Now what I believe is happening is that you send UTF8 bytes which are seen as latin1 characters and when field encoding and session encoding mismatch, a conversion is done. In short, it appears to me you're treating data as utf8 without marking it as such.

What I would like you to do is to examine value of "characterEncoding", which is "autodetect" by default, and see if it's correct. Or even force it in connection string with "characterEncodingUTF-8" and retest.

Please ignore "All of the connectors try to "... I meant to put in a word or two on this but decided not to over-complicate.

Umm, I see you do use "characterEncoding=UTF-8" but that does not change my opinion, double encoding happens here...

ok, so what would you like me to test then?  I've tried the following above where I do the insert- neither makes a difference:

stmt.executeUpdate("set names utf8");
stmt.executeUpdate("set character_set_results=utf8");

Both will turn off character set results autonegotiation, but my insert still ends up with the incorrect string, i.e. '‰∏ç‰∏ÄÊ†∑ÁöÑÊòüÊúü‰∫î'

Chris, we are currently analyzing possibility that there is a bug here like described.

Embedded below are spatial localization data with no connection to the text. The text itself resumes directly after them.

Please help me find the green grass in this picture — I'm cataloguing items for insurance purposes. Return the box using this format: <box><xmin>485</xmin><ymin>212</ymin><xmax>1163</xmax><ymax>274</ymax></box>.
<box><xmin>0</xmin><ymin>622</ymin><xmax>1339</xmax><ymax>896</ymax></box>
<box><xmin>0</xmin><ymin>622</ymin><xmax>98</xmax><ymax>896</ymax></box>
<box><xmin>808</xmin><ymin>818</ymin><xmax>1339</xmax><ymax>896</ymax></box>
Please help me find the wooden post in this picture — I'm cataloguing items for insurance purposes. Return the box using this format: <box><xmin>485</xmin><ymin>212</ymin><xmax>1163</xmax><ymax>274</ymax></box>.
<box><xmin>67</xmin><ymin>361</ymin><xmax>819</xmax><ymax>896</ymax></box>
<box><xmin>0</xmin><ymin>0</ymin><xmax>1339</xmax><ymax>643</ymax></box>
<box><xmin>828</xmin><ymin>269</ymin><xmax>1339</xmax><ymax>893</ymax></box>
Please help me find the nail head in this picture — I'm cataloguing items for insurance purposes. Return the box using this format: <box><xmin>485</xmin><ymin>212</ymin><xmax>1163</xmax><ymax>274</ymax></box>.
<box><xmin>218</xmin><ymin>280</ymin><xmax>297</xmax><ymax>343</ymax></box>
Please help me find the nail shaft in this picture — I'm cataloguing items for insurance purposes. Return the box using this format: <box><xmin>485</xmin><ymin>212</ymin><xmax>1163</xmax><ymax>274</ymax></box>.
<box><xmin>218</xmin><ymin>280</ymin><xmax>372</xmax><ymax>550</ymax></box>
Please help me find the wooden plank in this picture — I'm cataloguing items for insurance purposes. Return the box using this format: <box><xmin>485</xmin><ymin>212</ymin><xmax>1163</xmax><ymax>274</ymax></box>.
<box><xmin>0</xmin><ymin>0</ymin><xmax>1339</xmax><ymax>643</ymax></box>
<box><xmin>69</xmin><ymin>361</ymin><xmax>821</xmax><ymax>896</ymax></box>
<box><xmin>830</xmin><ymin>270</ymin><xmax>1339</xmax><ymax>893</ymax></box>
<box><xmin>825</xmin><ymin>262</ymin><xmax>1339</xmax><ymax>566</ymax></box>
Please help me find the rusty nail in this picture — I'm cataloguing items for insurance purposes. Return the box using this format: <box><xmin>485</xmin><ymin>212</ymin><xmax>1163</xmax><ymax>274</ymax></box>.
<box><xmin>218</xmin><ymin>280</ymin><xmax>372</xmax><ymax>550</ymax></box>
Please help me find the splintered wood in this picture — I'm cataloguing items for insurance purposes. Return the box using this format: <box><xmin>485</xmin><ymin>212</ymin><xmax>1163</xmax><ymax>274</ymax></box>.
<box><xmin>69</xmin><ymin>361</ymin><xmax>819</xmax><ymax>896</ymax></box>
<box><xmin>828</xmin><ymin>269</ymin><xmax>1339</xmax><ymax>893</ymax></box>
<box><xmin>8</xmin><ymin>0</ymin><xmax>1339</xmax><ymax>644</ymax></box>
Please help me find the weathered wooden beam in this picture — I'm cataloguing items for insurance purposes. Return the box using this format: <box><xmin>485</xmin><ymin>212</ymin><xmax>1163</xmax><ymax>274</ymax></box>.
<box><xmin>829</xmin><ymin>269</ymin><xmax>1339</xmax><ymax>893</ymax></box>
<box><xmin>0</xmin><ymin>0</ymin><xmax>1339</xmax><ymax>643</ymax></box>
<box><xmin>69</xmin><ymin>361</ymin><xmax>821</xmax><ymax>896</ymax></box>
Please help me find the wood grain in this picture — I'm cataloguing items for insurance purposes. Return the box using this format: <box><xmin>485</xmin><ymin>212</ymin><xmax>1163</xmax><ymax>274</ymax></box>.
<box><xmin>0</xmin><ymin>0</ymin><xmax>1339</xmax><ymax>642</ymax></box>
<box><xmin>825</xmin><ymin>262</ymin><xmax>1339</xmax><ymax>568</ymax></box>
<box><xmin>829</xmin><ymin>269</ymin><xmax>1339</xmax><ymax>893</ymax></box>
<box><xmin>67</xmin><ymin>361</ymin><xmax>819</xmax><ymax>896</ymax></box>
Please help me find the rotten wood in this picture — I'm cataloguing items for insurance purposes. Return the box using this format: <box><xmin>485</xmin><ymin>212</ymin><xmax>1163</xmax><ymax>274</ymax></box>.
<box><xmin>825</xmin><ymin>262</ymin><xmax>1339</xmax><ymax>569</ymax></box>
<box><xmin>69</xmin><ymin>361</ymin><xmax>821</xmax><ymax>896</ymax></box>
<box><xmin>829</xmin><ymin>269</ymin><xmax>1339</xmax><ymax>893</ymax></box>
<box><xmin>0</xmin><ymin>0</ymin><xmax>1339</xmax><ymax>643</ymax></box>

oh ok sorry, I saw the needs feedback and thought you wanted something else from me.  Thanks Tonci...

Chris, yes there was a request, thanks for being attentive. But for now, we would first like to check this problem from three different angles that could have caused it.

Many thanks for writing a bug report.

Unfortunately, this is not a bug. At the moment MySQL server don't support 4-byte UTF8. This is planned for MySQL 6.x version.

Additionally, Windows has a problem with displaying UTF8. Seems you run into this too.